CAMBRIDGE, Massachusetts, April 25, 2026, 12:07 (EDT)
Intellia Therapeutics is slated to release top-line results Monday from HAELO, its pivotal trial of lonvoguran ziclumeran—an experimental, one-and-done therapy aimed at hereditary angioedema. The company bills this as the first-ever Phase 3 data for an in vivo CRISPR gene-editing therapy, meaning the genetic tweak happens directly in the patient rather than in lab-modified cells.
The stakes are high for Intellia—and the entire gene-editing space—with the next update looming. If the data impress, company filings indicate a U.S. biologics license application could follow in the back half of 2026, teeing up a potential launch in the U.S. during the first half of 2027.
The numbers tell the story. Intellia finished Friday at $13.63, sinking 14.1%. Then, after hours, shares bounced back 19.3% to $16.26, according to MarketWatch data.
HAELO is a randomized, double-blind, placebo-controlled trial evaluating lonvo-z in people with Type I or Type II hereditary angioedema, a rare genetic condition marked by serious swelling episodes. According to Intellia, 80 participants were given either a single 50 mg lonvo-z infusion or placebo. The main measure: number of HAE attacks recorded between week 5 and week 28.

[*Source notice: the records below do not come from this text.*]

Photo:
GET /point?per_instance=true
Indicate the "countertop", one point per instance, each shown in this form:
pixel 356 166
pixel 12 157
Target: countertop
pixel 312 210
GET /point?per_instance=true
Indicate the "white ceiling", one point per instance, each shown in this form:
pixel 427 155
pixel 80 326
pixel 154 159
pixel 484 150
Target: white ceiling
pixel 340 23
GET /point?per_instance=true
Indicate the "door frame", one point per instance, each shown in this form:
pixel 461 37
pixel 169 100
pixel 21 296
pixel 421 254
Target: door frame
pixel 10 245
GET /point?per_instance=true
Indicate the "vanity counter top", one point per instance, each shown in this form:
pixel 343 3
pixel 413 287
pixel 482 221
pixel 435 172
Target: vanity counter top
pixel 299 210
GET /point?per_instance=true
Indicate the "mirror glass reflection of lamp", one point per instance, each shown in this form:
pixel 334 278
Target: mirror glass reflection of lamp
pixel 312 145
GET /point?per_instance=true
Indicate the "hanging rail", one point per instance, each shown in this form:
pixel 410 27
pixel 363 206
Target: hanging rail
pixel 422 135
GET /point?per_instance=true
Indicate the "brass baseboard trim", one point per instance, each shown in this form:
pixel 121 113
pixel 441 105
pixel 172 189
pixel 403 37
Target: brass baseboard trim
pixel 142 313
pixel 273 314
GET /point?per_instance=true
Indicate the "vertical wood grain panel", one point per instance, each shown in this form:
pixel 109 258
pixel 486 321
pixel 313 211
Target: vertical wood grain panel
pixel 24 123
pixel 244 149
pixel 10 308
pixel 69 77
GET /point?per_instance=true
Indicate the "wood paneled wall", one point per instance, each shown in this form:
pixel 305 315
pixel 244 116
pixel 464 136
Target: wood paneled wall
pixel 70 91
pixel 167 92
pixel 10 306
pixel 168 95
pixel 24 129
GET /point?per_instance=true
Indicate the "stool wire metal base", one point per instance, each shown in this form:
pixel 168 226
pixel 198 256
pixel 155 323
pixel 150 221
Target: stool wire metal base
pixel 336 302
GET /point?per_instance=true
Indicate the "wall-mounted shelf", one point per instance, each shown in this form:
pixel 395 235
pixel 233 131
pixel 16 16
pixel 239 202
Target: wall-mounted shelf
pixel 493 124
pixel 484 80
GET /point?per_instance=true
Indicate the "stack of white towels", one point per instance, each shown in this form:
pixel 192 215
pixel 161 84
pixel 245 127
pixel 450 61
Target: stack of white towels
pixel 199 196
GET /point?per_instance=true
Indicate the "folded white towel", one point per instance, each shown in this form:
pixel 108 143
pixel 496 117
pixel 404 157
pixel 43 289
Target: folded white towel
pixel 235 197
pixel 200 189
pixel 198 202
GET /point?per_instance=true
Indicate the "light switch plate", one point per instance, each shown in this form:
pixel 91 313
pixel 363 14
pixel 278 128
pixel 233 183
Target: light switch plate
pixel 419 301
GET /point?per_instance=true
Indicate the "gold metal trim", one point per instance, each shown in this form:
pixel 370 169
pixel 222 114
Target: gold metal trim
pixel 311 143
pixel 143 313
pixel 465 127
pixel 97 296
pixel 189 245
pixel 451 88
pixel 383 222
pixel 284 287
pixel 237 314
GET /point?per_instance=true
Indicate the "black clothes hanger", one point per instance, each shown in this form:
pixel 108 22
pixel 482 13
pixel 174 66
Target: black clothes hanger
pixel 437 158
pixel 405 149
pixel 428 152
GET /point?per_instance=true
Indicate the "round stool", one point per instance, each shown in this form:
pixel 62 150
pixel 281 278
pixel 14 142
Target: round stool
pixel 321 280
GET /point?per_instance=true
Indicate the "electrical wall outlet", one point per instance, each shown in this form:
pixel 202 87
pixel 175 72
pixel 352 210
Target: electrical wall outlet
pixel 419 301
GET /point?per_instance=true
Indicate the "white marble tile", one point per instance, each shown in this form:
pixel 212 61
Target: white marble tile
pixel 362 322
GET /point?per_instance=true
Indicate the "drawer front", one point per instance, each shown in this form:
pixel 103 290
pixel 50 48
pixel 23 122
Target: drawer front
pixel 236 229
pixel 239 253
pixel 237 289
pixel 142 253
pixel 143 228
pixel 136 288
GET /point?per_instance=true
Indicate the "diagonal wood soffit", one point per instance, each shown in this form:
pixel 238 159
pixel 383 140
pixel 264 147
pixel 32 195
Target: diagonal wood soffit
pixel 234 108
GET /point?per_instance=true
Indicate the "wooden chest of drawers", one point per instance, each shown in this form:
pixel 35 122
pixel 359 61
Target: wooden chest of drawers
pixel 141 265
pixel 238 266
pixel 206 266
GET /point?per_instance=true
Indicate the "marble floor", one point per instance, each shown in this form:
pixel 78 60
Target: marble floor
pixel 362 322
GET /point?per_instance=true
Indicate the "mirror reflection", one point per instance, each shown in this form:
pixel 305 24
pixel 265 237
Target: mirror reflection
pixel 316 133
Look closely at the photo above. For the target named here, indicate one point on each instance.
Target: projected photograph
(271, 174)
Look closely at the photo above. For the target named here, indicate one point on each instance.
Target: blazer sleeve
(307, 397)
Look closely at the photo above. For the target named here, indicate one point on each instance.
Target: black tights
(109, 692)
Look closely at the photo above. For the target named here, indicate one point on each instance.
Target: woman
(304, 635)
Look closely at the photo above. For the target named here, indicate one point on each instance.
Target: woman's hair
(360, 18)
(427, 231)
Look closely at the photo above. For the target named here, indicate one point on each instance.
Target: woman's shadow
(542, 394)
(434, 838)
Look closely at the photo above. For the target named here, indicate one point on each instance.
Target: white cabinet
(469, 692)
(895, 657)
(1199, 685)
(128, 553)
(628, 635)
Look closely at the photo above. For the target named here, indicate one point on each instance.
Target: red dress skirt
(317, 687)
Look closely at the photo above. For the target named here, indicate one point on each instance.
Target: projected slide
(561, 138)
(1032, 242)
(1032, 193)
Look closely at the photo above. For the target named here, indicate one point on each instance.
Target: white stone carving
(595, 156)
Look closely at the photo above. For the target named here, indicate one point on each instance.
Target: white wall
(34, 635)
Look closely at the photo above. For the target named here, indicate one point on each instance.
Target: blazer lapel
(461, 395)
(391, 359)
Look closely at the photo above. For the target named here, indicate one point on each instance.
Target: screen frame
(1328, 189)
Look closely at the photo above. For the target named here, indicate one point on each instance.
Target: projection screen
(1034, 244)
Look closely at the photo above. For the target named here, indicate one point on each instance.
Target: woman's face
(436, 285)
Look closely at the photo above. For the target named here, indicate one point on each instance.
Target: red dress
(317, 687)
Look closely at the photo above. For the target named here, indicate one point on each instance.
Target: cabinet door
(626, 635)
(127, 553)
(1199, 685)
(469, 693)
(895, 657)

The therapy targets the KLKB1 gene in the liver, knocking down kallikrein—key in the swelling cascade. In its earlier Phase 1/2 data, Intellia reported that 31 out of 32 patients on the 50 mg dose stayed attack-free and didn’t need ongoing prophylaxis at the data cutoff. Safety? The company called it well tolerated, with follow-up reaching three years.
HAE is now front and center in Intellia’s 2026 roadmap. Back in February, CEO John Leonard called the year “pivotal,” citing the expected “topline Phase 3 data and planned BLA submission for lonvo-z.” The company’s aim: to liberate most patients from both attacks and chronic treatment. SEC
The company isn’t flush, but it’s not pressed to the wall yet. Intellia wrapped up 2025 holding $605.1 million in cash, cash equivalents, and marketable securities. Management says that should last until the back half of 2027—enough runway to cover the planned U.S. launch of lonvo-z for HAE.
Rivals are moving fast. Ionis secured U.S. approval in 2025 for Dawnzera, a preventive HAE therapy given every four or eight weeks. Takeda’s Takhzyro remains on the market as a prophylactic, and KalVista’s Ekterly just made history as the first oral, on-demand treatment for acute HAE attacks to clear the FDA.
HAELO may not replicate the previous signal, and open questions on safety or durability could delay approval. Intellia has cautioned in filings that early clinical data don’t always translate to success down the line. Its separate nex-z program for transthyretin amyloidosis was hit with FDA clinical holds after a patient in a heart-disease trial suffered severe liver issues and died. Only after regulators cleared new trial safeguards did studies restart.
During Monday’s webcast, investor attention will center on attack-rate reduction, proportions of patients staying attack-free, and any liver-safety developments, along with signs that Intellia’s BLA timeline hasn’t slipped. The company will go over top-line HAELO results at 8:00 a.m. EDT on April 27.